Brasília (DF), 20 de fevereiro de 2020(Data do Julgamento) 

RELATÓRIO A EXMA. SRA. MINISTRA NANCY ANDRIGHI (Relatora): Cuida-se de recurso especial interposto por MARIA EVELINE LEITE DE OLIVEIRA, com fundamento nas alíneas "a" e "c" do permissivo constitucional. 

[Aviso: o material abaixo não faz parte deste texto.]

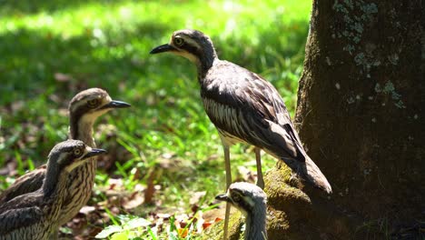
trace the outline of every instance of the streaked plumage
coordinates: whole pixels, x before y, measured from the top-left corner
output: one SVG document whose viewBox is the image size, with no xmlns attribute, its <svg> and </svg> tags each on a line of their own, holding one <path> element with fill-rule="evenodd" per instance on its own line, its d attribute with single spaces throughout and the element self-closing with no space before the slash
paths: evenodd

Ação: embargos de terceiro, opostos pela recorrente em face do CONDOMINIO DO EDIFICIO MERLIN SUL, visando à preservação de sua posse e propriedade sobre imóvel que foi penhorado nos autos da ação de cobrança de cotas condominiais, em fase de cumprimento de sentença, proposta pelo CONDOMINIO em desfavor de Orcínio Cardoso Inácio, ex-companheiro da embargante. 

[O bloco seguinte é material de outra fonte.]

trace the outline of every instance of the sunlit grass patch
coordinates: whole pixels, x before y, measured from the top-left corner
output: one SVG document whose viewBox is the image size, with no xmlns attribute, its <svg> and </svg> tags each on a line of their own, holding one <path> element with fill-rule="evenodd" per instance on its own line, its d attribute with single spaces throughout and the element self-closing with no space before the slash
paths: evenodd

Na petição inicial, a embargante alegou, em síntese que: (i) 50% do imóvel já lhe pertencia e os outros 50% lhe foram doados por seu ex-companheiro, quando fora lavrada escritura pública de dissolução de sociedade de fato e outros pactos; (ii) o acordo firmado entre Orcínio e o CONDOMÍNIO na fase de conhecimento da ação de cobrança é fraudulento, pois ambos os contratantes tinham conhecimento da partilha amigável realizada em 2005; (iii) não pode ser atingida pela sentença, pois não participou da fase de conhecimento. 

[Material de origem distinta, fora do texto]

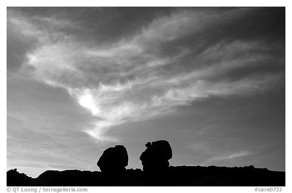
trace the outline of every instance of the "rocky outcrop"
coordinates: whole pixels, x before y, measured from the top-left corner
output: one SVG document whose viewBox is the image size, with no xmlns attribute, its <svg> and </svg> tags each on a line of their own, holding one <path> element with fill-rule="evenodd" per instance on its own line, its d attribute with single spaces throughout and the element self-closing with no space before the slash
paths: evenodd
<svg viewBox="0 0 292 193">
<path fill-rule="evenodd" d="M 128 152 L 124 145 L 116 145 L 103 151 L 97 166 L 102 172 L 121 173 L 126 169 L 128 160 Z"/>
<path fill-rule="evenodd" d="M 172 158 L 172 150 L 166 140 L 148 142 L 147 148 L 141 154 L 143 170 L 154 172 L 166 170 L 169 166 L 168 160 Z"/>
</svg>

Sentença: rejeitou os embargos de terceiro, determinando o prosseguimento da execução. 

Acórdão: por maioria, deu provimento à apelação interposta pela ora recorrente, para determinar o levantamento da penhora, nos termos da seguinte ementa (e-STJ fl. 256): 

"APELAÇÃO CÍVEL. CIVIL E PROCESSUAL CIVIL. EMBARGOS DE TERCEIRO. COTAS CONDOMINAIS. AÇÃO DE COBRANÇA PROPOSTA EM FACE DE UM DOS COPROPRIETÁRIOS. ACORDO FIRMADO EM SEDE DE AUDIÊNCIA DE CONCILIAÇÃO DEVIDAMENTE HOMOLOGADO PELO JUÍZO. DESCUMPRIMENTO QUE ENSEJOU O INÍCIO DA FASE EXECUTIVA. CERTIDÃO DO IMÓVEL QUE CONSTOU A TRANSFERÊNCIA DA TITULARIDADE DO IMÓVEL PARA O OUTRO COPROPRIETÁRIO, ORA EMBARGANTE, QUE NÃO PARTICIPOU DA FASE COGNITIVA. JUÍZO A QUO QUE DETERMINOU A RETIFICAÇÃO DO POLO PASSIVO PARA FAZER CONSTAR SOMENTE A EMBARGANTE, SOB A PREMISSA DE QUE A NATUREZA DA DÍVIDA É PROPTER REM. IMPOSSIBILIDADE. VIOLAÇÃO AO ELEMENTO SUBJETIVO DA COISA JULGADA. DISCUSSÃO ACERCA DA NATUREZA DO DÉBITO QUE SE REVELA DESPICIENDA. NÃO SE PODE PRETENDER EXECUTAR IMÓVEL, NO BOJO DE PROCESSO QUE NÃO CONTOU COM A PARTICIPAÇÃO DE SUA PROPRIETÁRIA. NECESSIDADE DE SE OBSERVAR A CORRELAÇÃO ENTRE OS POLOS ATIVO E PASSIVO DA DEMANDA. PRECEDENTES DO COLENDO SUPERIOR TRIBUNAL DE JUSTIÇA. RECURSO A QUE SE DÁ PROVIMENTO PARA JULGAR PROCEDENTES OS PEDIDOS E DETERMINAR O LEVANTAMENTO DA PENHORA DO IMÓVEL". 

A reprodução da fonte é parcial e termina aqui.